Camera IsoArk

Camera IsoArk

Tecnologia mobile per il contenimento del rischio infettivo, in emergenza e in assistenza.

Dalla ricerca dell’industria israeliana la tecnologia customizzata in italia per il biocontenimento.

Tutti i vantaggi di una tecnologia innovativa e sicura

Riduzione del rischio

Il rischio di contaminazione crociata è sotto controllo, con IsoArk infatti
il paziente è isolato e il personale di assistenza viene guidato al cambio dei DPI ad ogni accesso tramite l’AirLock, le apparecchiature medicali di monitoraggio possono essere mantenute all’esterno.

Tecnologia sicura

La sicurezza di IsoArk è garantita dal dispositivo AirLock
che permette di accedere alla camera di biocontenimento e dai sistemi di filtrazione con filtri Hepa*, che garantiscono uno scambio medio di aria pari a 1400 m³/h e 80 ricambi/h, rispondente alla Normativa 14644-1 e sempre in condizioni di differenza di pressione tra interno/esterno.

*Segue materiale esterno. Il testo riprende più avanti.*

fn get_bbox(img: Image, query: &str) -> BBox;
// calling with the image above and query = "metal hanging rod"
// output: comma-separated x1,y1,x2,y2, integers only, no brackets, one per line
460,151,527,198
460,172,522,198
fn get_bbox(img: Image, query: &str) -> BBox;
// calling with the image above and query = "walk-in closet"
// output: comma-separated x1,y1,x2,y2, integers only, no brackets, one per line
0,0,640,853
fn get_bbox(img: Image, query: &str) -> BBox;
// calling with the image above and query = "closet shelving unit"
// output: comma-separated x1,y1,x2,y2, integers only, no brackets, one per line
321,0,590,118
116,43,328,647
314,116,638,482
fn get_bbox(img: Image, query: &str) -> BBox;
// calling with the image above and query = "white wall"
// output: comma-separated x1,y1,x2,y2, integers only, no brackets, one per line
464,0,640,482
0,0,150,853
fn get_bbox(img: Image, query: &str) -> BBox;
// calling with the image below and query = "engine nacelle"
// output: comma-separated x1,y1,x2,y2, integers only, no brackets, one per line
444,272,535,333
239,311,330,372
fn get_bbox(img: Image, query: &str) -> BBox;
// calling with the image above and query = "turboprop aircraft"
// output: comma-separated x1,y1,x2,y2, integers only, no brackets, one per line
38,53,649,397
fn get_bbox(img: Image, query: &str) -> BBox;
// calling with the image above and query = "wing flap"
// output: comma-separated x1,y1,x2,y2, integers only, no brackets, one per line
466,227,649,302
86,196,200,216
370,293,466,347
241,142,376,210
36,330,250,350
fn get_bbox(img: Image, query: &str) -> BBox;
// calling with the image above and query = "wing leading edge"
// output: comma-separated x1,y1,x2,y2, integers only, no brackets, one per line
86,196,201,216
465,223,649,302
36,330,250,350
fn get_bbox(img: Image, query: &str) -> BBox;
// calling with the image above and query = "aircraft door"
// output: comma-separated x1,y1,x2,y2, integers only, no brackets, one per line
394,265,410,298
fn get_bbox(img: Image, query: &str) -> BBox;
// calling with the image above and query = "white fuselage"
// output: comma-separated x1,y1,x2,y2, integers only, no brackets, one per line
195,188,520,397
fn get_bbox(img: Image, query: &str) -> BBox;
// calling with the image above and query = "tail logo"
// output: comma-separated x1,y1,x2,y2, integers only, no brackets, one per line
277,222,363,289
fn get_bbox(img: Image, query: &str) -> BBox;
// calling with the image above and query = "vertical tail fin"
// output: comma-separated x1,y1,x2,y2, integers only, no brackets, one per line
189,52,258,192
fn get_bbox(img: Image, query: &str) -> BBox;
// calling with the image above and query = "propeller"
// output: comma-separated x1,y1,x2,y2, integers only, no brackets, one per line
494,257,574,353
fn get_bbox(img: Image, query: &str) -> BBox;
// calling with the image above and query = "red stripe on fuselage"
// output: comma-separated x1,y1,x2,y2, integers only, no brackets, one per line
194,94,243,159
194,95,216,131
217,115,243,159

*High Efficiency Particulate Air filter, classi H13–H14 ad altissima efficienza anche detti “filtri assoluti”.
ULPA: Ultra-low particulate air, in cui le classi U15–U17 indicano bassissima penetrazione di particolato.

Continuità assistenziale

Il paziente con patologia infettiva o che deve essere protetto da rischi di infezioni
come nel caso delle immunodeficienze, può essere gestito con sicurezza e metodo grazie ai dispositivi IsoArk, sia nella fase di emergenza che durante il ricovero ospedaliero.

Flessibilità

IsoArk è stata sviluppata come soluzione per la gestione dell’emergenza
ma si dimostra efficace anche in condizioni ordinarie, il tempo di allestimento di una singola camera è minimo – può essere trasferita presso il reparto dove viene richiesta – e non richiede un’infrastruttura predisposta. Il design ottimizzato consente ingombri minimi quando l’unità è smontata.

RIDUCE LE INFEZIONI NOSOCOMIALI

RIDUCE
I TEMPI
DI DEGENZA

PROTEGGE
LA
COMUNITÀ

Investimento vantaggioso

Le soluzioni IsoArk risultano meno onerose anche sul piano economico
se comparate con altre soluzioni che prevedono interventi strutturali di muratura. L’installazione può essere modulata, integrando unità in fasi successive.
In termini di tempo un’unità IsoArk può diventare operativa in 40 giorni dall’ordine, a fronte di un iter medio di almeno 2 anni tra progettazione e realizzazione delle strutture tradizionali e rappresenta quindi una soluzione intermedia in attesa della ultimazione di nuovi reparti.
Riduzione del rischio si traduce in riduzione dei tempi di degenza determinando nel tempo la piena ottimizzazione dell’investimento e una migliore gestione delle risorse.